# Mazzer Royal - lower burr not spinning when motor is on



## flyabynyt (Mar 11, 2013)

I was making coffee as usual this morning, but when i went to grind the last bit of beans for my espresso the burrs didn't spin, while the machine and motor were on. I have removed the upper burr carrier and taken a video to show the problem:


----------



## flyabynyt (Mar 11, 2013)

To add to this in the past few months sometimes the machine stops grinding randomly, which I fixed by turning it off and on again until it started grinding again, but would make a little screech/grinding noise.


----------



## DavecUK (Aug 6, 2013)

If the burr is not stiff to turn, the start run capacitor could be bad?


----------



## @3aan (Mar 2, 2013)

Did You clean the grind chamber often or never? And did You loosen the center bold and fasten it accordanly?

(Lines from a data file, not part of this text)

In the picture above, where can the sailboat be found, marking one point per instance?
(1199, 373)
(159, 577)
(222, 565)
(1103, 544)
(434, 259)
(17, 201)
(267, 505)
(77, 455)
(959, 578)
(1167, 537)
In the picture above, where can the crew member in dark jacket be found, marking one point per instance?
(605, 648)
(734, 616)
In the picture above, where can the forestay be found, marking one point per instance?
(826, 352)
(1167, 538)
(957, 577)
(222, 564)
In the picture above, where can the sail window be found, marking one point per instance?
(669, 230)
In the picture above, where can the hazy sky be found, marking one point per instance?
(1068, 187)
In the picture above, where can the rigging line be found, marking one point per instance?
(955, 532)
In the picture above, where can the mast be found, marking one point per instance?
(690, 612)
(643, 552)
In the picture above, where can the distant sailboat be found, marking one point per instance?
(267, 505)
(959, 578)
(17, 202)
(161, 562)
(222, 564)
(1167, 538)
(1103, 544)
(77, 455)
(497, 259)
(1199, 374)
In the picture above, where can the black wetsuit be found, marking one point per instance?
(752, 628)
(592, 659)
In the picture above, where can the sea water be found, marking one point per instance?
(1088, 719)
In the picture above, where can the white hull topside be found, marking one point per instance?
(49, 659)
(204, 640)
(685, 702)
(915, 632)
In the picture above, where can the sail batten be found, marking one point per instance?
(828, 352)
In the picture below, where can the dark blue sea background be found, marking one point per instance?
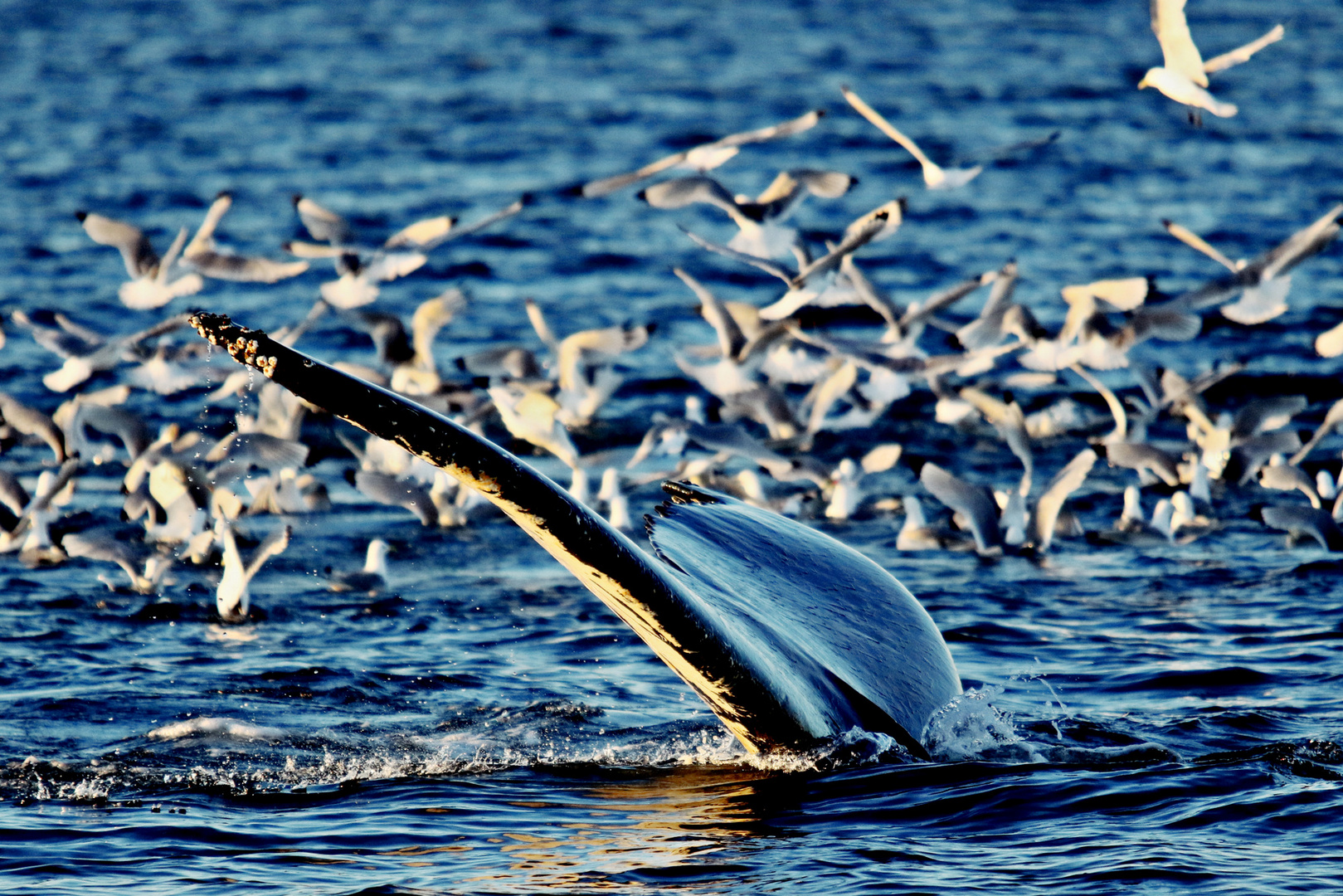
(1143, 718)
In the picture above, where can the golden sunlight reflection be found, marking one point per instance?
(644, 825)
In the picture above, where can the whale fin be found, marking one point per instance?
(810, 609)
(818, 641)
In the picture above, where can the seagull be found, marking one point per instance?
(618, 505)
(151, 282)
(878, 225)
(1049, 505)
(1303, 520)
(1184, 74)
(203, 254)
(1263, 284)
(703, 158)
(935, 176)
(974, 503)
(101, 546)
(232, 597)
(371, 579)
(916, 535)
(398, 492)
(90, 353)
(1286, 477)
(759, 221)
(27, 421)
(1331, 419)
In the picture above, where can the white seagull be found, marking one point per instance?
(1184, 74)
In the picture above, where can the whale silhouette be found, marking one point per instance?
(789, 635)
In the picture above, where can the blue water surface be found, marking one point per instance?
(1143, 718)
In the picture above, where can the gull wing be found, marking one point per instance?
(974, 501)
(774, 132)
(731, 338)
(395, 492)
(1052, 501)
(1297, 247)
(1195, 241)
(422, 234)
(1241, 54)
(606, 186)
(321, 223)
(243, 268)
(129, 241)
(271, 546)
(1178, 47)
(1306, 520)
(1331, 421)
(763, 264)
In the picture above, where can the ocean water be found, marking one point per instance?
(1145, 718)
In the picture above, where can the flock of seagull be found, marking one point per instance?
(759, 397)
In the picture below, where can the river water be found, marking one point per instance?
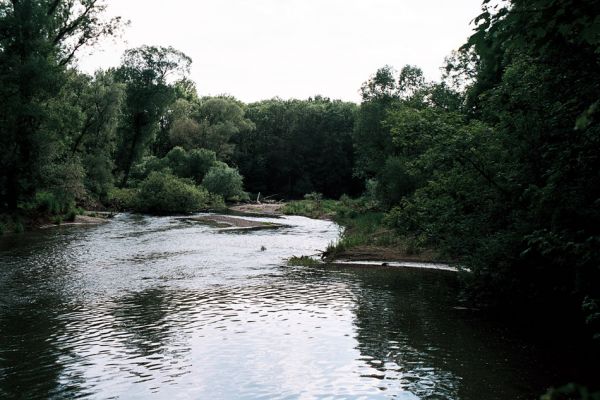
(147, 307)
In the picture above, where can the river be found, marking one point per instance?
(151, 307)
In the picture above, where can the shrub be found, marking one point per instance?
(122, 199)
(162, 193)
(200, 161)
(225, 181)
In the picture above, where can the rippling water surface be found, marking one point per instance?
(161, 308)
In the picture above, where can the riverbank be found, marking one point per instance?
(365, 238)
(225, 222)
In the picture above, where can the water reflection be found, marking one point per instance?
(157, 308)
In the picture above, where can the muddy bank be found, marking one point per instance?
(232, 223)
(264, 209)
(79, 220)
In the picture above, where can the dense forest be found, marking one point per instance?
(497, 165)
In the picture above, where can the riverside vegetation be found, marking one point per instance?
(496, 167)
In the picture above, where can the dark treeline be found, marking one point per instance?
(497, 165)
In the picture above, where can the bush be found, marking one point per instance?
(162, 193)
(200, 161)
(225, 181)
(122, 199)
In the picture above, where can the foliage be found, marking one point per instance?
(39, 40)
(571, 392)
(162, 193)
(122, 199)
(225, 181)
(298, 147)
(146, 72)
(211, 123)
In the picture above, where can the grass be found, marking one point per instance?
(322, 209)
(364, 229)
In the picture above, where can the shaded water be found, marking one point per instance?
(162, 308)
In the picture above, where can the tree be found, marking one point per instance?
(38, 40)
(146, 71)
(211, 123)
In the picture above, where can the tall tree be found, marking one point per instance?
(38, 40)
(148, 73)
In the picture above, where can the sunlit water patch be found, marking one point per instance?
(148, 307)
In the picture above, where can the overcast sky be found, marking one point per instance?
(259, 49)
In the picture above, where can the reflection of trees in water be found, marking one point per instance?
(31, 355)
(34, 312)
(409, 332)
(141, 316)
(145, 323)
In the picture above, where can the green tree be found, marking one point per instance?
(225, 181)
(38, 40)
(146, 71)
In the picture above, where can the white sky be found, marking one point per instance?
(259, 49)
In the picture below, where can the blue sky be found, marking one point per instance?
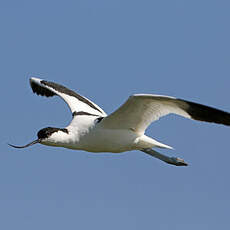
(108, 50)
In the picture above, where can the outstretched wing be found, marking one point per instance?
(78, 104)
(140, 110)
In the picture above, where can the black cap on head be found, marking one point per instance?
(47, 132)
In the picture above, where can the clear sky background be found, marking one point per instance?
(108, 50)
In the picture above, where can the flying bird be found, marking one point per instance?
(92, 130)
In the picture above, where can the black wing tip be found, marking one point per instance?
(206, 113)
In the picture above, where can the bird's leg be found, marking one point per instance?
(170, 160)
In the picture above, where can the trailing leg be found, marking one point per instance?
(170, 160)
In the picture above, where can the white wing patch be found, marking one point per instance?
(76, 102)
(140, 110)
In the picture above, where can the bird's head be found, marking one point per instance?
(46, 136)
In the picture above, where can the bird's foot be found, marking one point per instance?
(177, 161)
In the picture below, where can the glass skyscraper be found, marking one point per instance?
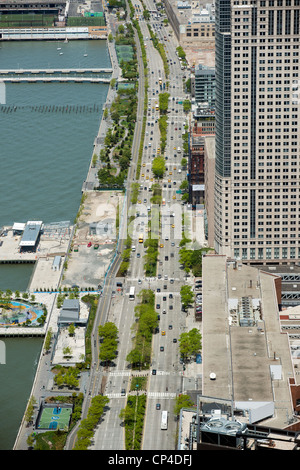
(257, 183)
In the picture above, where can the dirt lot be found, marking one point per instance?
(96, 226)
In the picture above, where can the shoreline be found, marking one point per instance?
(88, 185)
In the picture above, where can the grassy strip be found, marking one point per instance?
(133, 415)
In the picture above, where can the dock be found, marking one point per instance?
(59, 70)
(44, 79)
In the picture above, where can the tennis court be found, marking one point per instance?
(54, 417)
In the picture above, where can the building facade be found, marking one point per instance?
(205, 85)
(257, 130)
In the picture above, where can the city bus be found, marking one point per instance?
(131, 293)
(164, 420)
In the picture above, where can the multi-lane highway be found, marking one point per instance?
(165, 379)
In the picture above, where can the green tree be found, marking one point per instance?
(187, 296)
(158, 167)
(182, 401)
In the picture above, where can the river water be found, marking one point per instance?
(47, 133)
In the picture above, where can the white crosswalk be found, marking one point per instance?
(161, 395)
(127, 373)
(149, 395)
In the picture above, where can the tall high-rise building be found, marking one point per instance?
(257, 172)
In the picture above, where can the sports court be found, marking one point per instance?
(54, 417)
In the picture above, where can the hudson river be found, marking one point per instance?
(47, 133)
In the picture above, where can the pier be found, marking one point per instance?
(52, 71)
(54, 79)
(79, 75)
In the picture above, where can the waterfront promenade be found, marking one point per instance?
(40, 385)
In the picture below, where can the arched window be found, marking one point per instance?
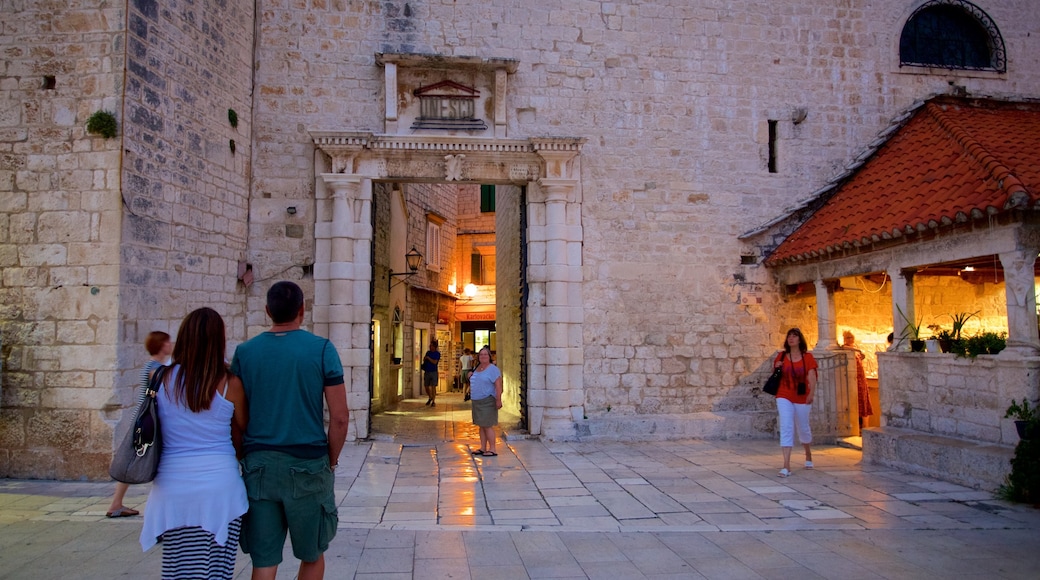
(952, 34)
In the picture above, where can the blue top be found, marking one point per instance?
(285, 375)
(482, 384)
(426, 365)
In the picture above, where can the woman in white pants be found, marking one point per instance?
(798, 384)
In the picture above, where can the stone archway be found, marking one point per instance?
(550, 167)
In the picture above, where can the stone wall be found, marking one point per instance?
(59, 236)
(104, 240)
(674, 98)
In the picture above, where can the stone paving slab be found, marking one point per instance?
(416, 505)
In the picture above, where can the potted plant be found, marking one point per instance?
(1027, 419)
(933, 341)
(959, 319)
(983, 343)
(912, 332)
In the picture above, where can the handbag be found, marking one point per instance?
(772, 386)
(136, 457)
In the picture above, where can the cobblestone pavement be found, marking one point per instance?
(415, 503)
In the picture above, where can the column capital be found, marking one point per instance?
(560, 155)
(554, 190)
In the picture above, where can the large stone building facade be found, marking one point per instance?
(645, 137)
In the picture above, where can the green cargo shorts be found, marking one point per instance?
(287, 495)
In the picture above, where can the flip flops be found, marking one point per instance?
(122, 512)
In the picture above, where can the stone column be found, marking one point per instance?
(1019, 288)
(827, 323)
(555, 387)
(342, 282)
(390, 98)
(903, 309)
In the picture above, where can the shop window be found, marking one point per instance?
(483, 268)
(487, 199)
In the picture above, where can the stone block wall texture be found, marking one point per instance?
(955, 396)
(59, 236)
(104, 240)
(674, 99)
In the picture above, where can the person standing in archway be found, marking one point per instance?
(487, 393)
(798, 385)
(430, 376)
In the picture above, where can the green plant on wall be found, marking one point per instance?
(911, 331)
(983, 343)
(959, 319)
(102, 123)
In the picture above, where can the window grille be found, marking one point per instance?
(952, 34)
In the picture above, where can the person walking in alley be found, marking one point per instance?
(159, 348)
(430, 375)
(290, 460)
(198, 499)
(795, 397)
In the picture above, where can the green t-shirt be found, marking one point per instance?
(285, 375)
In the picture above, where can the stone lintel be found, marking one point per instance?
(440, 61)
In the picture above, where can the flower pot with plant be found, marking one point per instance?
(945, 340)
(912, 332)
(959, 320)
(1027, 419)
(983, 343)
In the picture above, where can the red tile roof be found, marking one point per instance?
(954, 160)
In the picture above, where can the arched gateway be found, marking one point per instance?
(343, 268)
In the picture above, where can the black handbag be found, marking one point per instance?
(136, 457)
(772, 386)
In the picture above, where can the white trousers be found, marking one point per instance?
(794, 417)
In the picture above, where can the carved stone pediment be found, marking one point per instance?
(442, 158)
(439, 95)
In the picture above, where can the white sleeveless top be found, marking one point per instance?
(199, 483)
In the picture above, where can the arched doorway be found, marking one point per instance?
(549, 170)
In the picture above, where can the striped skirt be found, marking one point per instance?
(192, 553)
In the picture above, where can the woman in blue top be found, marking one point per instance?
(486, 390)
(198, 498)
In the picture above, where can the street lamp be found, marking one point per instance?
(414, 260)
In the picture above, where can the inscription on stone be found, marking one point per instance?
(448, 106)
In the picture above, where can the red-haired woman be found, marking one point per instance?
(798, 384)
(159, 348)
(198, 497)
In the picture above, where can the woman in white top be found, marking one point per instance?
(198, 497)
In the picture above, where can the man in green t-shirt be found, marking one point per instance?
(289, 375)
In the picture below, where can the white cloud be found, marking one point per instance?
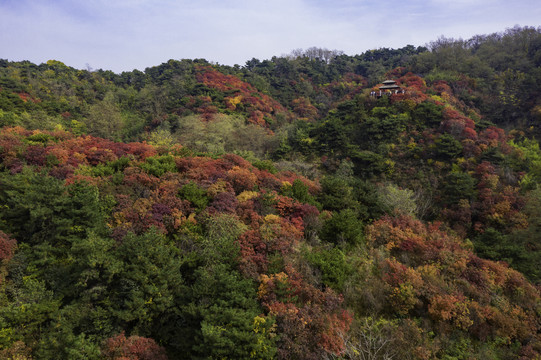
(127, 34)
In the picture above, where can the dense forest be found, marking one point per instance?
(284, 209)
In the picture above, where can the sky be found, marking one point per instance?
(122, 35)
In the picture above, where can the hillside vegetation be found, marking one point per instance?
(277, 210)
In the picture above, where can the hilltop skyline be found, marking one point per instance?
(126, 35)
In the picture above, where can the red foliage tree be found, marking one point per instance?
(132, 348)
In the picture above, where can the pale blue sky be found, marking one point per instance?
(122, 35)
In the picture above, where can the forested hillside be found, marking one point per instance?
(290, 208)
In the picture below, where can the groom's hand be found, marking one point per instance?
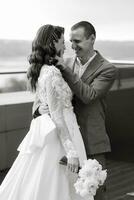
(60, 63)
(73, 164)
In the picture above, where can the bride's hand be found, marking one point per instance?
(73, 164)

Please Film the next and following times horizontal?!


----------



## grumpydaddy (Oct 20, 2014)

Or it might be a contactor issue.

Does it spin freely by hand when unplugged?

Do you own any form of voltmeter?


----------



## flyabynyt (Mar 11, 2013)

It spins freely by hand and I clean the chamber whenever I switch beans, I don't own a voltmeter, I'll try loosening the centre bolt now and doing a full clean.


----------



## jimbojohn55 (Jan 15, 2016)

I would suspect the capacitor as well - it gives the motor the initial kick to start turning


----------



## flyabynyt (Mar 11, 2013)

How would I go about checking the internals and finding the issue? @coffeechap I think you fixed up the grinder for @dfk41 , what would you suggest I do?


----------



## coffeechap (Apr 5, 2012)

Sounds like the capacitor it's an easy fix just switch out the capacitor, sounds like the contractor is clicking into action.


----------



## flyabynyt (Mar 11, 2013)

That's good to know, would a generic capacitor work or would I need a specific mazzer one?


----------



## jimbojohn55 (Jan 15, 2016)

you could read the rating off the side of the capacitor and search fleabay and cross fingers - don't - there are two types start capacitors and start /run capacitors - get a proper mazzer one or you could end up with a cheap capacitor that will blow again in a few months or even damage the motor.

http://www.espresso-solutions.co.uk/product/702311 - check it looks like this - I think the royal has two as well - £9 each


----------



## espressotechno (Apr 11, 2011)

Mazzer capacitor is 16uF


----------